A Brownsville, Caroline du Sud, Etats-Unis d’Amérique, Peter Stuart Ney avait été engagé comme instituteur, en 1819, pour remplacer l’instituteur précédent parti à la retraite. Très contents de lui avoir trouvé un remplaçant, les parents d’élèves eurent bientôt l’occasion de se féliciter du nouveau maître. Intelligent, vêtu à la militaire, ponctuel, sourcilleux sur la discipline, il avait ainsi décliné ses qualités lors de son embauche :
— Je viens de consacrer trois années à une étude approfondie du grec, du latin et des mathématiques.
Et cela avait suffi à imposer le respect. D’autant que, dans sa classe, Peter Stuart Ney n’admet pas le moindre écart. « Un jour, raconta plus tard l’un de ses élèves, je restai délibérément – dans un accès de rébellion – les talons écartés malgré le commandement de garde à vous ! Il vint alors vers moi et me marcha sur le pied avec une telle force que je n’oubliai jamais la leçon. »
Sévère ? Oui. Mais juste. Un autre jour, ayant noté que des melons d’eau avaient été volés, sans doute par des élèves gourmands, il essaya de découvrir les coupables.
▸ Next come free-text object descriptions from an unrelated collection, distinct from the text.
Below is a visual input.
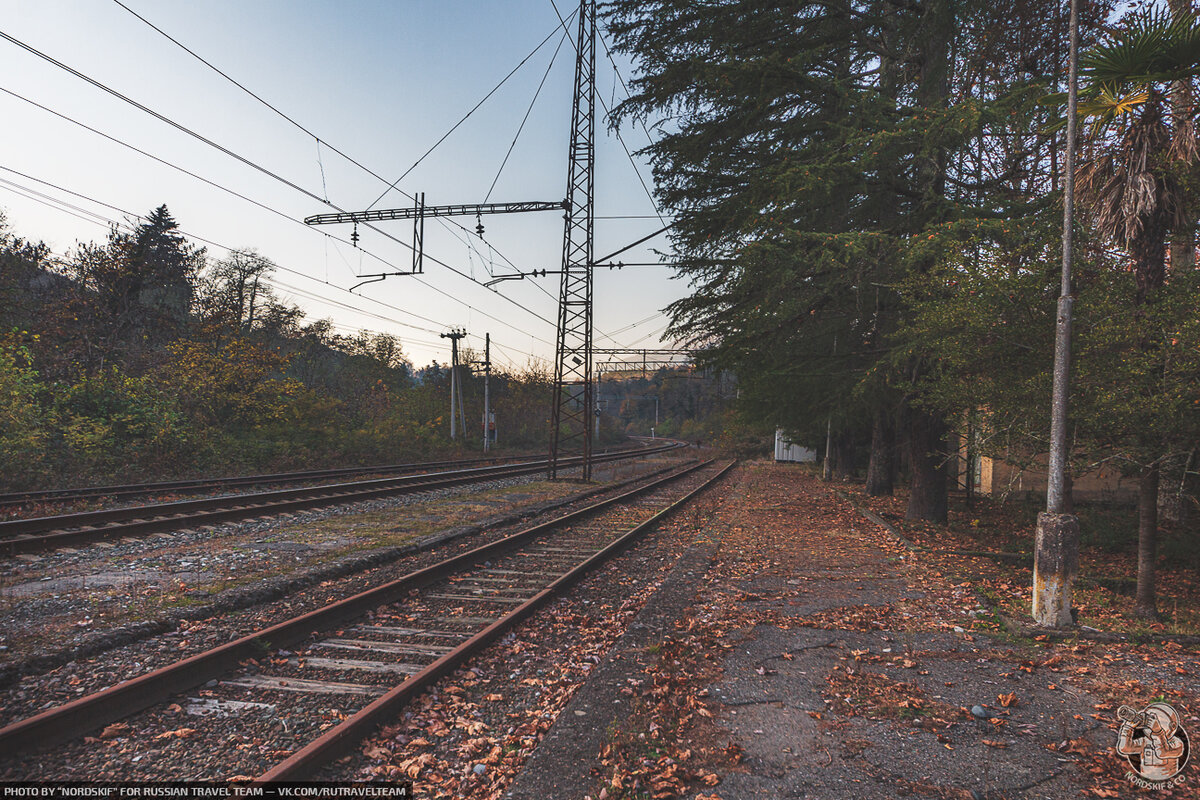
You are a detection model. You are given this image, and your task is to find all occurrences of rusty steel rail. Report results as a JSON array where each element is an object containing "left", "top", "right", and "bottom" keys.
[
  {"left": 0, "top": 441, "right": 653, "bottom": 508},
  {"left": 0, "top": 459, "right": 730, "bottom": 759},
  {"left": 0, "top": 443, "right": 685, "bottom": 555},
  {"left": 259, "top": 460, "right": 735, "bottom": 781},
  {"left": 0, "top": 455, "right": 514, "bottom": 507}
]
L’un des « suspects » interrogés lui ayant déclaré : « Je connais ceux qui ont fait ça, mais je ne peux pas les trahir », il félicitera le garçon : « Tu as raison. J’espère que tous imiteront ton silence. »
Evoquant le souvenir de ce Ney d’outre-Atlantique dans un ancien numéro d’Historia, en 1960, Bernard Boringe souligne d’autres traits du bonhomme : « Toujours complaisant, il apprenait aux enfants à se tenir à cheval (lui-même montait magnifiquement) ; il aidait ses voisins à rédiger leurs lettres ; il leur donnait des conseils pour soigner les chevaux et même pour construire des ponts ou des écluses. Avide de lecture, il s’intéressait aux journaux, il écrivait des articles ou des poèmes en vers. Il savait dessiner et peindre à l’aquarelle et, surtout, il adorait la musique.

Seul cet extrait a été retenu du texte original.